The bottle of Absinthe I have at my place isn't much stronger than the vodka, but it is stronger.
Still most of the "Green Fairy" mythos that got built around absinthe is hooey. But still, it's fun to set things on fire and melting sugarcubes so absinthe is okay in my book.
I had "absynthe" that was roughly 80% alc. It was fucking filthy.
One of my close friends (Skunktubbs if anyone has played on XBL with him) roommate in college made his own absinthe. It was straight up firewater, it made Everclear taste like water.
Eat a bag of dicks.Originally Posted by BerringerX
Absinthe is black-licorice flavored death. In a bottle.

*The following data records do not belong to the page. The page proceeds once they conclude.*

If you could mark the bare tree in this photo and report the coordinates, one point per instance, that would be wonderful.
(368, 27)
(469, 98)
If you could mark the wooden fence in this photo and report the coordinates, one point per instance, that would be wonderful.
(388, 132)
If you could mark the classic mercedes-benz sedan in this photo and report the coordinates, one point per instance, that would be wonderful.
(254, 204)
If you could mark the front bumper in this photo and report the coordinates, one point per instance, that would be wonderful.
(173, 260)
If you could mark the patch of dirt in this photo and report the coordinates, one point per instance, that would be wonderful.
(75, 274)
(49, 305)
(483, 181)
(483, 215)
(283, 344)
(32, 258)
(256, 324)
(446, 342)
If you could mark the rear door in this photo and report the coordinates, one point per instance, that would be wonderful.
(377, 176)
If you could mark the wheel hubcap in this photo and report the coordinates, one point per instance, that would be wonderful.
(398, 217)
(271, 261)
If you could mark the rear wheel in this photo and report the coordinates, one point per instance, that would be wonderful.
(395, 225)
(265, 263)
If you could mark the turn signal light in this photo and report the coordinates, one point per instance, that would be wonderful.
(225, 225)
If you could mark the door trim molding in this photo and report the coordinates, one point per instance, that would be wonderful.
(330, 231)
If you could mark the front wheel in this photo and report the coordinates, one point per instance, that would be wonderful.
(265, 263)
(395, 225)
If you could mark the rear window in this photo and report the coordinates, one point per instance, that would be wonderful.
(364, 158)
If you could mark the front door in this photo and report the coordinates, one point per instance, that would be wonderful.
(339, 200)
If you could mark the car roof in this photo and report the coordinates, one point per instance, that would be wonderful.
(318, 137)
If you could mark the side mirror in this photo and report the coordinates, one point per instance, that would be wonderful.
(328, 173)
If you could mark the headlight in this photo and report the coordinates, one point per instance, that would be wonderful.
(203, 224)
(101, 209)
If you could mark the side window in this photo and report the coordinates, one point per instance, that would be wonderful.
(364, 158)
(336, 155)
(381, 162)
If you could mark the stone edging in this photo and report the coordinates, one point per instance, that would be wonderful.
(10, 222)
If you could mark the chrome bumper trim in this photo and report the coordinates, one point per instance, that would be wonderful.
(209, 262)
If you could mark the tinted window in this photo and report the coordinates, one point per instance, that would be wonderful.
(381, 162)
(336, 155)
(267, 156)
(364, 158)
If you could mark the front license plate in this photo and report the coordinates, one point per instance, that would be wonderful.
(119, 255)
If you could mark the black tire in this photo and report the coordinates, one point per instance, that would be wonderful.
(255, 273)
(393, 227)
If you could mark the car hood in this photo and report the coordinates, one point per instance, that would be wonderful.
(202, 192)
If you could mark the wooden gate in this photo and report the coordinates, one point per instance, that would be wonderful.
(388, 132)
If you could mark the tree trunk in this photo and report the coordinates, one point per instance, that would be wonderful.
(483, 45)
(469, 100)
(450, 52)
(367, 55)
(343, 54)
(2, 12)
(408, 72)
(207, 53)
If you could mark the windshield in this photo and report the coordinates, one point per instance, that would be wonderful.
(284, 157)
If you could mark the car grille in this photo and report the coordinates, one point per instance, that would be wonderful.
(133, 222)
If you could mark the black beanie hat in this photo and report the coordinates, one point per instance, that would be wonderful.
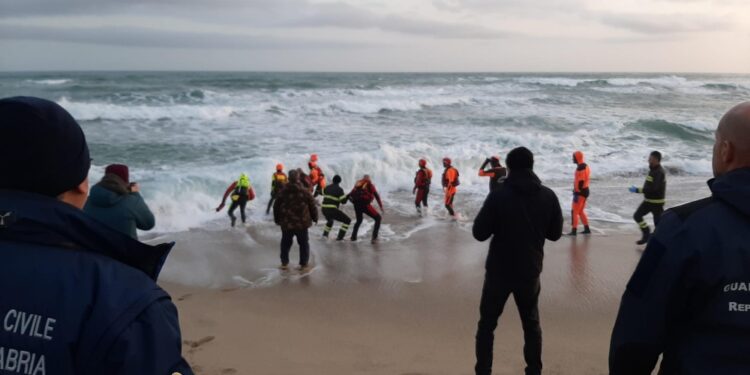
(42, 148)
(520, 158)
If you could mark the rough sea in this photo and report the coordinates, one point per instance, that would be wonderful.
(187, 135)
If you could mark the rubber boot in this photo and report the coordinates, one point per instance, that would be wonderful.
(646, 235)
(342, 234)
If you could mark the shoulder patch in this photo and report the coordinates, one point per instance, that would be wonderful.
(684, 211)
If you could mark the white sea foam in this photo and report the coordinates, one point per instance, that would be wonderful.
(50, 82)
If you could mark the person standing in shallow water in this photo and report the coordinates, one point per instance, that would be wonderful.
(295, 211)
(519, 216)
(580, 194)
(241, 192)
(654, 193)
(422, 185)
(450, 185)
(361, 196)
(278, 180)
(333, 197)
(688, 298)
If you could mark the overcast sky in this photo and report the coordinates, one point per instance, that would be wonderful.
(377, 35)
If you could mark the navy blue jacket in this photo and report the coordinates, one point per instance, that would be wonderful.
(689, 296)
(80, 298)
(519, 216)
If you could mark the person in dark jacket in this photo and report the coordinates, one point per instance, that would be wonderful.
(90, 290)
(496, 173)
(116, 202)
(689, 297)
(333, 197)
(519, 217)
(654, 193)
(295, 211)
(422, 181)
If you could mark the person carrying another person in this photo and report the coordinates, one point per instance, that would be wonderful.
(361, 196)
(116, 202)
(295, 211)
(317, 178)
(519, 217)
(241, 192)
(496, 172)
(580, 194)
(90, 291)
(422, 182)
(450, 182)
(333, 196)
(278, 180)
(654, 193)
(689, 297)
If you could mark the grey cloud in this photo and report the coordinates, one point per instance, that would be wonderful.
(345, 16)
(258, 14)
(144, 37)
(664, 24)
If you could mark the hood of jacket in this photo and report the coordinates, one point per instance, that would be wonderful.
(38, 219)
(733, 188)
(523, 181)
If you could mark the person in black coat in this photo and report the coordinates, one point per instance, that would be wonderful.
(689, 297)
(519, 217)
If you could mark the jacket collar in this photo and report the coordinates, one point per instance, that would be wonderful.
(733, 188)
(38, 219)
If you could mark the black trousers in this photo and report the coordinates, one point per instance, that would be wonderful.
(332, 215)
(494, 295)
(241, 203)
(369, 210)
(655, 209)
(287, 237)
(270, 203)
(422, 194)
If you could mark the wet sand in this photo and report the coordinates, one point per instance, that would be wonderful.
(403, 306)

My 44 year old neighbor always invites me over for "a beer." I usually respectfully decline, but the other day I took him up on it. Some how "a beer" turned into him passing me shots of jack. He tried teaching me backgammon, and his friend was showing me his stitched up stomach from when he got stabbed at a bar a few weeks ago. It was weird...
Last Friday I went to my friend's birthday party. After several beers, I decided to have a smoke. Now, I'm not the best smoker, as I usually average about 30 cigarettes per year, so sometimes I cough whlie exhaling. I did this in front of some dude I don't know, and he laughed, saying I smoke like a girl. I said "oh, yeah?" and inhaled deeply, blew it in his face, and put out the butt on the back of my hand. I told him "Thats how men do it," and flicked the butt at his chest. I felt pretty manly. Everyone laughed. Except that douche.
I was kinda drunk. And now I'll have a story to go along with this about-to-be scar.
You're right, that's a pretty good story...too bad those drunk self induced cig burns leave pretty prominent scars. I'd recommend neosporin asap to reduce the scarring.
In other news.
Vodka water with 3 limes wedges are delicious and zesty.